Stanley Hoffmann
1996 Balzan Prize for Political Science: Contemporary International Relations
To Stanley Hoffmann, who, through his teaching and writings, has raised political science to a discipline of syntheses, thus elucidating the full complexity of international contemporary relations.

Stanley Hoffmann was born on November 27, 1928 in Vienna (*1928 –†2015). His Austrian mother took him to France in 1929, where they spent the next ten years in Nice and Paris, right up to the beginning of the Second World War, where the menace of Hitler’s troops was looming all over the French territory. The end of the hostilities in 1945 marked the very same year in which Stanley Hoffmann finished high school, and the doors to university study were opened. Simultaneously, he was to study political science and law in Paris (diploma from the Institute of Political Studies in 1948, diploma from the Institute of Advanced International Studies in 1950, licence in law in 1948, and doctorate of law in 1953). In addition, there was an M.A. degree in Government from Harvard University in 1952. He was assistant secretary of the French Association of Political Science in 1952-1953, and 1955. This year also marked his appointment as Instructor at Harvard, and the beginning of a brilliant teaching career: professor of Government since 1963, chairman of the Center for European Studies from 1969 to 1995, Douglas Dillon Chair of the Civilization of France from 1980, and an invitation to occupy the Chair of American Civilization at the Ecole des Hautes Etudes en Sciences Sociales in Paris, 1983-1984.

Stanley Hoffmann has never lost contact with France. As he wrote in the Introduction to his book of essays on France: “I owe to French education whatever I may be. I was blessed in my school and immediate post-school years with teachers whose warmth and kindness I can never repay. My deepest friendships are in France, along with the landscapes imprinted in me”.

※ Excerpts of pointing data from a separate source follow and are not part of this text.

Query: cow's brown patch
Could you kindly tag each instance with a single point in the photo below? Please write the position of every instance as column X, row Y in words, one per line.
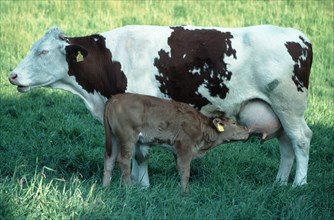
column 196, row 58
column 303, row 61
column 97, row 72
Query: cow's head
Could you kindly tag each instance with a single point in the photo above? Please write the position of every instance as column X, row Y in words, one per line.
column 45, row 64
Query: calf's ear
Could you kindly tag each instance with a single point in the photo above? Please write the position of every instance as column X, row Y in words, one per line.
column 76, row 53
column 219, row 124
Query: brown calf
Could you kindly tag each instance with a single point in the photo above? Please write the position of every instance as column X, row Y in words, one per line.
column 143, row 121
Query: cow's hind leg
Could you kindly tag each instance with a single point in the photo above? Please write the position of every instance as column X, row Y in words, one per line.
column 287, row 157
column 296, row 138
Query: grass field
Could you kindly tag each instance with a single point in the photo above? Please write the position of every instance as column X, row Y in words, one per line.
column 51, row 148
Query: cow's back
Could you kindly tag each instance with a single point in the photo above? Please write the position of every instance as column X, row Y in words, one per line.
column 255, row 61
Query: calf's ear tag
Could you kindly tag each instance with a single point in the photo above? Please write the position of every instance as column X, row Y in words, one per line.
column 218, row 124
column 79, row 57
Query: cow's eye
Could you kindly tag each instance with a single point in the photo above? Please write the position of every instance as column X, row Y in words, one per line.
column 43, row 52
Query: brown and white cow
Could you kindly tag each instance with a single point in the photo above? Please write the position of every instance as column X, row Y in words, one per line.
column 145, row 121
column 216, row 70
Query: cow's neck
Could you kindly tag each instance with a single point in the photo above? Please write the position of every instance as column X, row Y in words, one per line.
column 94, row 101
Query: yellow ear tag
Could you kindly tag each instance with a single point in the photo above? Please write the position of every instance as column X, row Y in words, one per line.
column 79, row 57
column 220, row 127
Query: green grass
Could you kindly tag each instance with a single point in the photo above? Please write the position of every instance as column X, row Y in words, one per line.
column 51, row 148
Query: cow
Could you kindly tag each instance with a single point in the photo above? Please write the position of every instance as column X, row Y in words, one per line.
column 215, row 70
column 146, row 121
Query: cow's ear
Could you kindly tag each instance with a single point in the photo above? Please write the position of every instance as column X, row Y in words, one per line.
column 76, row 52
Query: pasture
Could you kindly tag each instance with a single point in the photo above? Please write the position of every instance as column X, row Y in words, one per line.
column 51, row 148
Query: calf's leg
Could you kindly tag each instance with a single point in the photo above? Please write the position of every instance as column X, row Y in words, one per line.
column 184, row 157
column 139, row 171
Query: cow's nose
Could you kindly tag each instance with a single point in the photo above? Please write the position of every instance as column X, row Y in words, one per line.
column 12, row 77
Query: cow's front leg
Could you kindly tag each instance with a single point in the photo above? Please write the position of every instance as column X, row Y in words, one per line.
column 139, row 171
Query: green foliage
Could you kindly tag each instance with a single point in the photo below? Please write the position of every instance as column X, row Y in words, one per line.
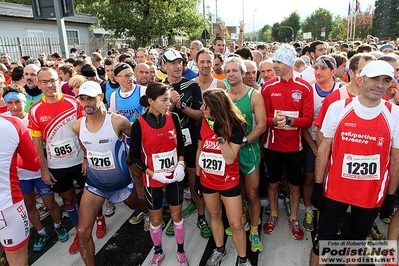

Yet, no matter how strong his ties are to France, his horizons go beyond the shores of the Atlantic Ocean. His first volume, International Organizations and the Political Powers of States, published in 1954, sets the framework in which Hoffmann began his studies of contemporary international relations. The State of War (1965), dedicated to Raymond Aron, presented his conception of the theory and practice of international politics, as he had already formulated it in an article in the “Revue française de science politique”. In it, Hoffmann laid out the position which he would hold in debates among the theoreticians. He had no intention of enclosing himself into the confines of any one school, or within those of geographic borders. His preferences were for an empiric approach. He wished to keep himself free so that he could look at the whole vast field of observation before him. It was no coincidence that Hoffmann, with his adventurous intellectual spirit, published Gulliver’s Troubles (in English, 1968, and in French, 1971), in a period when all the attention was placed upon the confrontation between the United States and the Soviet Union. In it, he discussed the “illusion of omnipotence”, opening up a debate on the structure and the dynamics of contemporary international relations which was destined to clash with the political science experts in search of theories for systems, and clinging to bipolarity.

He directed his attention towards the protagonists of international relations, on all levels. “What interests me most”, writes Hoffmann in his Ideas and Ideals, an often-quoted text, “is to know why individuals and groups behave in a certain way, what they intended to do, and what they actually achieved, how ideas shape interests and the institutions, and how the institutions shape civil society”.

The inquisitiveness of Stanley Hoffmann knows no limits. He examines the societies he observes under every aspect, in their relations on a regional and global level, he focuses on truly important or insignificant political figures, finding the right terms to describe them. General de Gaulle is not only a hero, but an artist of politics. The chapter in which he introduces de Gaulle and the world carries the subtitle: “The Stage and the Play”.

Stanley Hoffmann is, in his own way, a master of maieutics. He practices dialogue, in an age when great conflicts of every type multiply. And he does this with his essays in important journals and magazines, and with those with whom he dialogues continually through his books of essays: Decline or Renewal(1974), which comprises 18 texts written in 18 years; The European Sisyphus (1995); Duties Beyond Border: On the Limits and Possibilities of Ethical International Politics, a collection of conferences held in 1980.

Observing the train of thought of Hoffmann through all that he has published, one ascertains the progress of his reflections on ethics and culture, on the role of values in society in an age in which decisions on public affairs do not belong only to those with political power, and depend instead on the relations between ever more tightly related societies.

The numerous honors attributed to Stanley Hoffmann during his entire career prove his extraordinary influence as a great professor, and the importance of his methods which continually deepen and renovate the study of contemporary international relations.